2. The Bridge, D. Keith Mano (1973) (MY REVIEW)
(Uncredited cover for the 1974 edition — reminds me of Jerome Podwil)
From the back cover: “The time is the near future. Humanity has lost its will to live. Everywhere the primeval nature is reclaiming the earth from the species that has for so long dominated it. The government itself has abandoned the struggle and has even decreed the suicide of civilization. And in this nightmare world, only one man — Dominick Priest, a maverick revel — can reverse the fearful tide that is sweeping all humanity to oblivion…”
3. Beneath the Shattered Moons (variant title: And Strange at Ecbatan the Trees), Michael Bishop (1976) (MY REVIEW)
(H. R. Van Dongen’s cover for the 1977 edition)
From the inside cover: “Twelve thousand years in the future, on the island of Ongladred, mankind has survived two enigmatic, civilization-destroying setbacks. Now a third holocaust is anticipated. The people fear destruction from invading barbarians, the reappearance of a semi-mythical sea creature, and the devious intervention of the neo-human Parfects. This imminent disaster is very much the concern of Ingram Marley, a government spy sent to keep surveillance over Stonelore, a secluded haven and center of free thought on Ongladred, and Gabriel Elk, Stonelore’s resident genius. While panic and fear rage outside, deep inside Stonelore the mysteries of life are pursued — reanimation of the dead, the invention of powerful laser weapons, and the secrets of “old earth” knowledge. Amidst harrowing dangers of sea battles and land invasions, Michael Bishop explores the transformation of Ingram Marley, a man caught in the middle”

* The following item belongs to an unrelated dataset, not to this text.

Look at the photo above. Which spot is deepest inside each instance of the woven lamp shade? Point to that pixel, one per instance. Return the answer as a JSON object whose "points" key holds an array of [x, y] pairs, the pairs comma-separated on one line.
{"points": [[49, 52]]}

4. Pig World, Charles W. Runyon (1971)
(Uncredited cover for the 1973 edition)
From the back cover: “The Mind Slayer. He betrayed the revolution of the late 1970’s, despoiled its ideals, and used the most advanced technology to bring millions of minds under his absolute control. Ross. The world’s future depended on him, but the task was impossible — to regain control of the revolution, to defeat the most powerful dictator the world had ever known, and to destroy the Pig Wold.”